ヘリコニアは極彩色の花です。

外見は極楽鳥花に似ている気がしますが、ヘリコニアとは科が異なります。

 

以前はバショウ科という同じグループでしたが、それぞれの特色を鑑みて旧バショウ科はバショウ科、オウムバナ科、ゴクラクチョウ科に分かれたようです。

ヘリコニアについて

花序が下がるヘリコニアの花は、大ぶりな赤い下り藤のようにも見えます。

開花時期は6月から10月頃まで。

目立つ為か、花言葉は「注目」「風変わりな人」とされています。

熱帯植物園や温室では栽培されている事もありますから、見た事がある方もいるかも知れません。

ヘリコニアは原産が熱帯地方の常緑多年草です。タイやベトナム、中国の一部などでも見かけるようです。

 

オウムバナ科ヘリコニア科ヘリコニア属として、ひとつのグループを構成しています。

ヘリコニアの種類は約80ほどだそうで、どれもこれも艶やかな熱帯の花といった様子です。

外見は昔の花簪を大きくしたような感じのものもあり、大きな鳥のクチバシの様なものもありますね。

 

花の様に見える部分は「苞(ホウ)」といい、その中に花があります。

一番見かける確率が高い種は、ヘリコニア・ロストラタかも知れません。

 

3mを超えるような大型種で苞は赤です。

ヘリコニアは花の時期が終わっても苞の色が残るので、一年中極彩色です。

数多ある赤い植物の中でも、熱帯産の赤は目が眩むような赤ですね。

ヘリコニアの種類

ヘリコニア・プシッタコルムという品種は約1m程で小型な方です。

切り花としても園芸用としても売られていたりします。花の中にはこれは花屋にはないだろう、と思う種がたまに販売されていたりします。

先日はなんとヒモゲイトウが売っていました。ですから、ヘリコニアも花屋にある可能性は否定できません。

ヘリコニア・プシッタコルムは赤い苞のところに黄色いものがチラリと見えますが、これは苞が赤くて中の花が黄色いのでしょうか。

 

ヘリコニアの中には、花序が直立するものもあります。

ヘリコニア・アウランティアカという種で高さは1m以上、中央アメリカからメキシコなどに生息しています。

 

苞はオレンジ色です。花序というのは、花のまとまりというような意味です。

そうでないものもありますが、多くの場合花はそれぞれ規則性を持って花をつける為、そのまとまりを花序、と呼ぶようです。

 

このように花序に形態の違いがあることから、ロブスターズ・クロウ(鋏)や、極楽鳥風だとかいうように、それぞれに面白い名前がついています。

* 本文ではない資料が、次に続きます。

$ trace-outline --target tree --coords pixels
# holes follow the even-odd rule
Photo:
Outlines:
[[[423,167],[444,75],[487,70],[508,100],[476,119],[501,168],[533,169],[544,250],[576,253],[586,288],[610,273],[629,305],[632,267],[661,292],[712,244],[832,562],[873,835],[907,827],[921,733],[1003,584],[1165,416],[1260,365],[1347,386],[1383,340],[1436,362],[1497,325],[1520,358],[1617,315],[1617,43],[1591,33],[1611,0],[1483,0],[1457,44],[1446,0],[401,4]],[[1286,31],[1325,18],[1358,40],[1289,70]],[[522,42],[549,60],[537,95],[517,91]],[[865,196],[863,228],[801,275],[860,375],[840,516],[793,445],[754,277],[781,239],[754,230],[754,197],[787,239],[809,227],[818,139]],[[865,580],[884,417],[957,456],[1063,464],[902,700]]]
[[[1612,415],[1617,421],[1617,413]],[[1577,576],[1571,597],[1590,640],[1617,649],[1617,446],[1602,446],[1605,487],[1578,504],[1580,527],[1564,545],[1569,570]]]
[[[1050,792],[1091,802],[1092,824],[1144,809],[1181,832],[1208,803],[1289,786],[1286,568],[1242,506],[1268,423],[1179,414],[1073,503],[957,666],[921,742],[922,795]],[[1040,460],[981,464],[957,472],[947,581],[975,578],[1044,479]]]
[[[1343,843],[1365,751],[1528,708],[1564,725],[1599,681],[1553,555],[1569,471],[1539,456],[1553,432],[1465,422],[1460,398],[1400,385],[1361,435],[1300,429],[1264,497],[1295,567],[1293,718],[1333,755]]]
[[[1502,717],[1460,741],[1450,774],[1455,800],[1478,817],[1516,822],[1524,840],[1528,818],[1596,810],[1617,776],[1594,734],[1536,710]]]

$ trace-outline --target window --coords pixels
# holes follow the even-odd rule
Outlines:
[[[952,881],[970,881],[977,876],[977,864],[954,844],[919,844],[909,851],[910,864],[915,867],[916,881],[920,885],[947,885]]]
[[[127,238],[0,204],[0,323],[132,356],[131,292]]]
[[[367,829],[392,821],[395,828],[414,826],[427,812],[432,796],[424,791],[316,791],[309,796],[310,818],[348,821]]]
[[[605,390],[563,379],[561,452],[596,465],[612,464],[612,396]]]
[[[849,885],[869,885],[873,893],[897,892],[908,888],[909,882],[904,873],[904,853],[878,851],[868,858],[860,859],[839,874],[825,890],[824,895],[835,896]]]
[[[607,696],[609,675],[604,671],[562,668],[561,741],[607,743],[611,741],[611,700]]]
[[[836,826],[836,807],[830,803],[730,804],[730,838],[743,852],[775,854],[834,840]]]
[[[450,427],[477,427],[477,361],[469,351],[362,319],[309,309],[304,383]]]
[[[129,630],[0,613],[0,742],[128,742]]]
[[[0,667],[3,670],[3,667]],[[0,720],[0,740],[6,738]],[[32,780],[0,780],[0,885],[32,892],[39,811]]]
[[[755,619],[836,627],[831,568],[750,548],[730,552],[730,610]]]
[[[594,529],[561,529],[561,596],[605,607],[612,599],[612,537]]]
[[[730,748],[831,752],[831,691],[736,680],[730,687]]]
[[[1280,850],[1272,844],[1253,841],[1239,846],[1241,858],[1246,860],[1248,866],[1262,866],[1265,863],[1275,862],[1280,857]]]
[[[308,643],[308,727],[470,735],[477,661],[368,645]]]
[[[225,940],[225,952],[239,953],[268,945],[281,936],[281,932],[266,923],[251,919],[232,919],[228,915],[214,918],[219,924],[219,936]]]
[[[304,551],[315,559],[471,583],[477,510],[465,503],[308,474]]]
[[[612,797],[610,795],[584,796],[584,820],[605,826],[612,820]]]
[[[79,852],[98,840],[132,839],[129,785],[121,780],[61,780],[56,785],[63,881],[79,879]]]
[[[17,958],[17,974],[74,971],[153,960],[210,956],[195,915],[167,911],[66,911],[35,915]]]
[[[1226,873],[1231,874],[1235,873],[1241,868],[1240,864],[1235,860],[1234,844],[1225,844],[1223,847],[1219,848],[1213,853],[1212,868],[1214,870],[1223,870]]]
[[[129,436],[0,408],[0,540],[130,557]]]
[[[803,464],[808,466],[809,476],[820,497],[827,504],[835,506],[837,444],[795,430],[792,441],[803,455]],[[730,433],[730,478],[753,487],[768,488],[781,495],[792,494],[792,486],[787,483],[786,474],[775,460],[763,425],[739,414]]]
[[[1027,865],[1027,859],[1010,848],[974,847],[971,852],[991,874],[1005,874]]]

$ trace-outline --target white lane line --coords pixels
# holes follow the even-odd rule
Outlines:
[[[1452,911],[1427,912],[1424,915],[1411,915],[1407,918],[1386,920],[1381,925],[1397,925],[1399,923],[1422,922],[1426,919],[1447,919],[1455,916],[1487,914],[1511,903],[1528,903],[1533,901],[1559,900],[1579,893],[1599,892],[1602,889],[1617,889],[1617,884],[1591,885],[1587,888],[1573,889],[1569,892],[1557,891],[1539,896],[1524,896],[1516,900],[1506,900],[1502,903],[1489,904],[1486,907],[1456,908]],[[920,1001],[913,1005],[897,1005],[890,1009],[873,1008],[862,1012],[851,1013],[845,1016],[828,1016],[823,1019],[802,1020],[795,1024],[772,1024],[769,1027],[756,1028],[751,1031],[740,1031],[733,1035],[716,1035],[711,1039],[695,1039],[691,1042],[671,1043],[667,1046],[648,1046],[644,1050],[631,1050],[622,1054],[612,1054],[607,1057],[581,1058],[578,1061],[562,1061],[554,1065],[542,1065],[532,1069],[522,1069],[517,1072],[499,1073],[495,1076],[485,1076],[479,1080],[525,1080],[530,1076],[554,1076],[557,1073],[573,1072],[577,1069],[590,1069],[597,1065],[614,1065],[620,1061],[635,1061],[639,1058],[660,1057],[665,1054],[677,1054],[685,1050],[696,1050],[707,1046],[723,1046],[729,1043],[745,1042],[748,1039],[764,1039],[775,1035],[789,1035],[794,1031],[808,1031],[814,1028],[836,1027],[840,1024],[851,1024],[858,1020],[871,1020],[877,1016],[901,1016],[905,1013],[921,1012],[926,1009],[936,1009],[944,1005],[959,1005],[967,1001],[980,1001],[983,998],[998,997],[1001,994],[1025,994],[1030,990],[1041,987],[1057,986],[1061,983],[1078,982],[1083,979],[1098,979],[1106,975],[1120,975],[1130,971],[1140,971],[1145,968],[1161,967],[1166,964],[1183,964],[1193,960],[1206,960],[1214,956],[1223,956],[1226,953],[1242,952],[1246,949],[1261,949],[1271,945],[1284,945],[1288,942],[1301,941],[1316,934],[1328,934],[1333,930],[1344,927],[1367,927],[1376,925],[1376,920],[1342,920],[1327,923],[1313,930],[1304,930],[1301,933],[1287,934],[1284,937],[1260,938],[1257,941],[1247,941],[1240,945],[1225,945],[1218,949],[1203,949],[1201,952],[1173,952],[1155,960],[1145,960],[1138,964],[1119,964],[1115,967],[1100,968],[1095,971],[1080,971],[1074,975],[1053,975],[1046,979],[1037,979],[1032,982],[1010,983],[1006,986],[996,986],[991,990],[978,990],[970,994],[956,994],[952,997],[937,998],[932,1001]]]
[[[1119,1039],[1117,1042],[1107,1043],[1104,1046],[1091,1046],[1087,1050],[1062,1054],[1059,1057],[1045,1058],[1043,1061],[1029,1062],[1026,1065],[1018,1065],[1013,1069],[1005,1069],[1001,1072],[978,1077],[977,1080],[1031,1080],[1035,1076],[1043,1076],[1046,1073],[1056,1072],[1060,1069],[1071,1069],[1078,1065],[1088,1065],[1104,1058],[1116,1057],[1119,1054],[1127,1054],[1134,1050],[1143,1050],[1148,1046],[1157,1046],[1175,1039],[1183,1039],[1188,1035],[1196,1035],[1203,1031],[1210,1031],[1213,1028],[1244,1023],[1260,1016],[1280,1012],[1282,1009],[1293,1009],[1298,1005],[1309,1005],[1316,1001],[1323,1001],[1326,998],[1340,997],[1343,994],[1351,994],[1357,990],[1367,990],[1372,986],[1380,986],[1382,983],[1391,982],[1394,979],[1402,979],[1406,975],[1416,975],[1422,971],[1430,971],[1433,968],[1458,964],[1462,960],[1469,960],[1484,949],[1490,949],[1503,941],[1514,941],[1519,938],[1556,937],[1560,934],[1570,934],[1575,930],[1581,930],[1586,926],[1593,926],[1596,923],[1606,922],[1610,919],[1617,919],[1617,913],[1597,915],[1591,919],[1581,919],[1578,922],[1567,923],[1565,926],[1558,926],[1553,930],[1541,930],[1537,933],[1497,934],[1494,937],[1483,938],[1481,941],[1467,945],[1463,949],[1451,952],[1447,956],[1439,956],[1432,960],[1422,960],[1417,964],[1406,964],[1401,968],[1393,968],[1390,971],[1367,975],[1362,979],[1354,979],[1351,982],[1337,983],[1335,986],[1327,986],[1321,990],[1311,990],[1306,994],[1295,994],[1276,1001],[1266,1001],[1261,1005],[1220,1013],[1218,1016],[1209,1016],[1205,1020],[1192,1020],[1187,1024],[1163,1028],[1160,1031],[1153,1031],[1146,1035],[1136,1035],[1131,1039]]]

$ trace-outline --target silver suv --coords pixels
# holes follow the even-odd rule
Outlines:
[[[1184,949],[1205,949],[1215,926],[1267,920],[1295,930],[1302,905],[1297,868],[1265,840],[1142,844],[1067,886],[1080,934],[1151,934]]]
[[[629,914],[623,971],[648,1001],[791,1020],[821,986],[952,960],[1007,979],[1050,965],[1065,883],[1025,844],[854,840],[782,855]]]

そのまま学名になっているheliconiaというのは、ギリシア神話に出てくる芸術を司る女神が住む山のヘリコン山に由来するのだそうです。

ヘリコニアは和名は鸚鵡花ですが、苞と花の形を表したものと思われます。

ヘリコニアの特徴

ヘリコニアの特徴は、偽茎(ギケイ)を持つ事です。

 

ヘリコニア・ロストラタの茎に見える茎は、葉鞘(ヨウショウ)という葉のようなものが巻き付いて出来ています。

その為に本来の茎とは異なり、偽茎といわれます。

 

ヘリコニアの場合、その巻き付かれた中に花茎がありそれを伸ばして成長し花序をつけるようになります。

植物たちは、人間の目を時折いとも鮮やかに欺きます。

幼葉鞘のようなものはイネ科の植物にも見られるようです。

ヘリコニアとハチドリ

ヘリコニアとハチドリの関係は蜜月といってもいいくらいです。

ヘリコニアの仲間は中南米などに多くみられます。

 

ヘリコニアの花粉の媒介者はハチドリです。

花の種類によって、それぞれに違うハチドリが受粉に貢献します。

 

蜜の好みもあるのでしょうか。

ハチドリは鳥類として一時は失ったかも知れない甘味の受容体を再び獲得したそうです。

 

もしかしてヘリコニアの蜜の為かも知れません。

ハチドリの英名はhumming birdです。漢字表記は主に「蜂鳥」ですが、「蜂雀」とされている事もあります。

 

ヘリコニアは鳥媒花という事になります。

日本には鳥媒花は少ないそうですが、メジロやヒヨドリはツバキの蜜を食べているようです。

ヘリコニアという花

いかにもゴーギャンの絵に出てきそうだな、などと思いましたが、彼はどちらかというとハイビスカスなど女性の髪の毛に飾るような、ごく花らしい花々を好むのでした。